The proposed bill will allow for several technical changes regarding some of the taxes and fees payable by casinos under current law, including licensing fees, as well as the way revenue from those taxes and fees can be used. The bill will also make provisions for some of the amendments to the tax policies remain in effect for up to two years.
Atlantic City that has its casino venues closed since March 16, when a state-wide order from Gov. Phill Murphy ordered non-essential businesses to stop operations, is desperately looking into different ways to bring back people to the businesses. Last week, Atlantic City’s Mayor passed an executive order to allow people on the Boardwalk and surrounding streets have drinks while strolling, a temporary measure until November or restrictions on bars are lifted, aimed at facilitating businesses to get back to pre-closure levels.

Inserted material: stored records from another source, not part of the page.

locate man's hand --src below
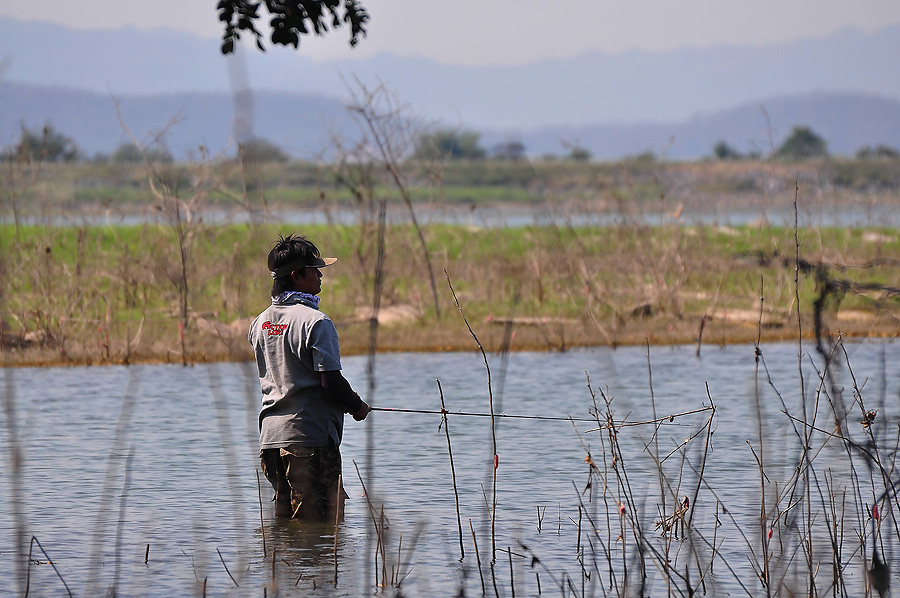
[350,400,372,422]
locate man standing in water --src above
[248,235,370,520]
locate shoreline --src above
[0,318,900,369]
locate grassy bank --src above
[0,223,900,365]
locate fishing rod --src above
[371,407,712,431]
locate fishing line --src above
[372,407,711,430]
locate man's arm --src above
[322,370,371,421]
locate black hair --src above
[267,233,319,297]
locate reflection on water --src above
[0,343,900,596]
[7,200,900,228]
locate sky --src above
[0,0,900,66]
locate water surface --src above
[0,343,900,596]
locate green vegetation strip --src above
[0,223,900,361]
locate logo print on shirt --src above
[263,322,287,336]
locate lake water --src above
[0,343,900,596]
[7,198,900,228]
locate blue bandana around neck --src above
[272,291,319,309]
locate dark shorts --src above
[259,444,347,521]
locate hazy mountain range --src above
[0,18,900,159]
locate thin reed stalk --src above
[435,380,466,562]
[444,268,500,564]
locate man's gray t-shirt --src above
[248,297,344,449]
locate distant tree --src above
[856,145,900,160]
[238,137,290,164]
[110,143,175,164]
[491,141,525,162]
[775,127,828,160]
[713,141,744,160]
[566,145,593,162]
[415,129,487,160]
[216,0,369,54]
[0,124,81,162]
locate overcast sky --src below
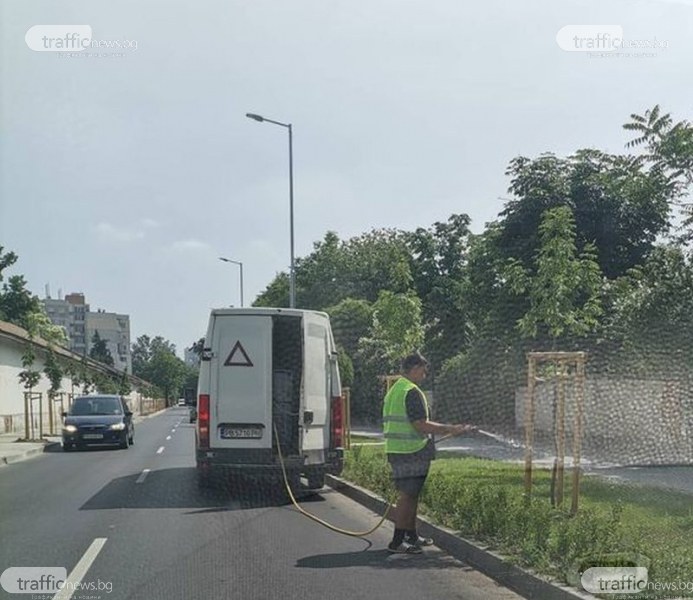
[0,0,693,354]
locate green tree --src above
[117,371,132,396]
[0,246,67,346]
[19,345,41,393]
[89,331,114,367]
[406,214,472,366]
[254,229,412,310]
[326,298,373,356]
[43,348,64,401]
[623,105,693,242]
[132,335,186,401]
[360,290,424,374]
[498,149,673,279]
[508,206,603,340]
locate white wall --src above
[515,379,693,464]
[0,328,153,437]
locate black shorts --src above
[387,448,431,496]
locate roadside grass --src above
[344,445,693,598]
[350,435,383,445]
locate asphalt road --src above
[0,408,519,600]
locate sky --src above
[0,0,693,355]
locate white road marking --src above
[53,538,108,600]
[135,469,149,483]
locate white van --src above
[196,308,343,488]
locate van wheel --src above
[306,469,325,490]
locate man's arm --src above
[406,390,475,435]
[411,419,476,435]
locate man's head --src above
[402,352,428,384]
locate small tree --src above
[118,371,132,396]
[89,331,114,367]
[19,345,41,439]
[43,348,63,434]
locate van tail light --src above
[197,394,209,448]
[330,396,344,448]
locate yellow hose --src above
[274,425,392,537]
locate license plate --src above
[221,427,262,440]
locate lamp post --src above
[219,256,243,308]
[245,113,296,308]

Insufficient Casino Funds May Impact Certain Services
Despite being passed with the majority of the votes through the Senate Budget and Appropriations Committee Thursday, it was not without some concerns being expressed. Several county governments’ representatives pointed out the proposed changes would have knock-on effect on services reliable to the Casino Revenue Fund, as more than a dozen different services, under the state gambling rules established when gambling was legalized in New Jersey, receive a portion of their funding from the fund.
The primary sponsor of the bill, Senate President Steve Sweeney, acknowledged the fact that maintaining these services would remain a top priority while legislators were looking into ways to prevent new casino closures. And while several other lawmakers showed willingness to insert additional amendments to alleviate concerns raised by county officials, others pointed out it takes a healthy casino industry to have a flush Casino Revenue Fund capable of supporting these services.
The proposed measure could come up for a full Senate vote as early as last week, yet it is not clear whether additional amendments to prevent potential knock-on effects will be introduced.